This is a repost of a blog I originally wrote in January, 2016. It felt like a timely reminder. I did update the years so that it wouldn’t be jarring or confusing to read.
I’m a goals and resolutions kind of person. I love thinking in lists and creating plans, and I love the fresh start that a new year provides. So, as I do every January, I’ve been spending time thinking and reflecting about what changes I want to make in 2018, and what goals I will set for myself in the next 12 months.
I’ve been jotting down notes and ideas in my journal, and as I was skimming over them, I noticed a disturbing trend. Many of my goals had a really negative, even punitive, tone to them. For example, I am perpetually overwhelmed by the laundry situation in my home. There are always piles of dirty laundry to do, clean piles to fold, and folded piles to put away. I need a better system. So I had written a note to myself that in 2018 I wanted to “Get my act together with laundry.
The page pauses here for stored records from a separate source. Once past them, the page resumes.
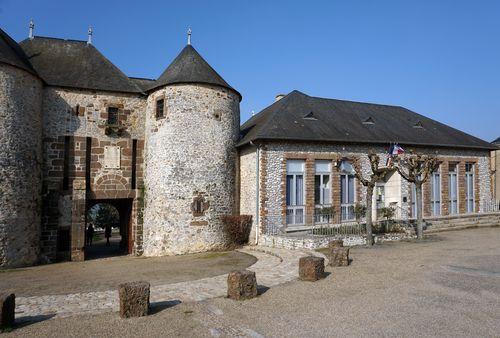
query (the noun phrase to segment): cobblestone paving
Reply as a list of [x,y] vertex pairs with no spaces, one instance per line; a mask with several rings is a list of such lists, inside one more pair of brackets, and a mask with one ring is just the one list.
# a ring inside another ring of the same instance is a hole
[[[255,271],[257,283],[273,287],[298,277],[298,260],[317,252],[290,251],[285,249],[246,247],[239,250],[255,256],[257,262],[248,269]],[[178,302],[201,301],[223,297],[227,291],[227,274],[194,281],[164,284],[151,287],[151,305],[165,306]],[[16,317],[23,321],[33,316],[53,315],[68,317],[79,314],[97,314],[118,311],[116,290],[16,298]]]

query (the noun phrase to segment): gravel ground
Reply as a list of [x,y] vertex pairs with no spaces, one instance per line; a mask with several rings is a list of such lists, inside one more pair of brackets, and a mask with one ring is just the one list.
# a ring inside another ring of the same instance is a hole
[[40,318],[5,336],[500,337],[500,228],[354,248],[351,257],[322,281],[291,282],[245,302],[166,304],[129,320]]

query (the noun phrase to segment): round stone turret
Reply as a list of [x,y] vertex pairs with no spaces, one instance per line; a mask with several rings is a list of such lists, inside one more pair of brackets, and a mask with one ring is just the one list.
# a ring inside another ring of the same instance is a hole
[[146,117],[147,256],[223,249],[234,213],[240,94],[186,46],[156,81]]
[[0,268],[38,261],[42,81],[0,29]]

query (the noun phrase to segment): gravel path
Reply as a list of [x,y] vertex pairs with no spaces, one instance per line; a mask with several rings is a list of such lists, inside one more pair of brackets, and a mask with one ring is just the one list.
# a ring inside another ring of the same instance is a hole
[[291,281],[244,302],[172,302],[130,320],[42,317],[5,336],[499,337],[500,228],[354,248],[351,257],[324,280]]

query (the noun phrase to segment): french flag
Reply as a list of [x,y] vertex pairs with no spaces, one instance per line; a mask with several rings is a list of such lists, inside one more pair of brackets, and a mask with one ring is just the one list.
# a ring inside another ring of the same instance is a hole
[[392,156],[401,155],[404,152],[405,150],[399,144],[394,144],[389,150],[389,154],[391,154]]
[[387,162],[385,165],[388,167],[392,164],[392,159],[394,156],[401,155],[405,152],[405,150],[399,144],[393,144],[389,148],[389,156],[387,157]]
Find a system that works.” And looking back at it, it didn’t feel very good. In fact, many of my thoughts of goals for the new year seemed to be related to things I wasn’t doing well and ways I needed to “get it together.”
And I know that I am not alone in this. So many of the people that I talk to have goals relating to weight they are ashamed they have gained, messes they wish didn’t exist, and money they are no longer going to waste. So much of it is about doing more, indulging less, finally becoming the neater, thinner, smarter person we always thought we would be.
I get that the whole point of setting goals is self-improvement and forward motion. And these are good things; I believe we all benefit from thinking about what makes us our happiest and healthiest selves, spiritually, emotionally, relationally, and physically.
However, I think we do ourselves a major disservice when we only look at goals as a way to compensate for the negatives. I don’t think we move ourselves any closer to the people we actually want to become when all we do is focus on ways that we fall short, ways that we are either too much or not enough.
Research tells us that for goals to be effective, they need to be specific and measurable. But I believe that there is also great benefit to holding our goals loosely, using a measure of both self-discipline and grace. I think there can be great wisdom in looking more broadly than the laundry pile or the number on the scale, and instead focusing on our values and priorities, what kind of people we want to be, and what kind of impact we want to make on our world.
For example, we may have a goal of exercising five days a week. This is a good, noble, healthy goal. However, imagine a week where sick kids, job demands, or even family vacation prevent this from happening. We can choose to look at ourselves as failures who can’t stick to anything, or allow ourselves grace, and let ourselves honor other, higher priorities for that week.
After looking through my thoughts for 2018, I realized that what was missing was grace and kindness. I don’t want to speak to myself like a drill sergeant. I want to speak to myself like a treasured friend.
So I chose a word for the year, a word to guide my more specific goals and resolutions. This year, my word is Nurture. I want to nurture my relationships, my faith, my family, and myself. Part of that may or may not involve finding a system that works better for my laundry. If it does, I want it to be through the rubric of nurturing and loving my family and my home, and not from a place of guilt or embarrassment.
Maybe it just sounds like a slight difference in words, but I think it really is a different way of looking at it. And I have learned that how we look at things makes all the difference in the world.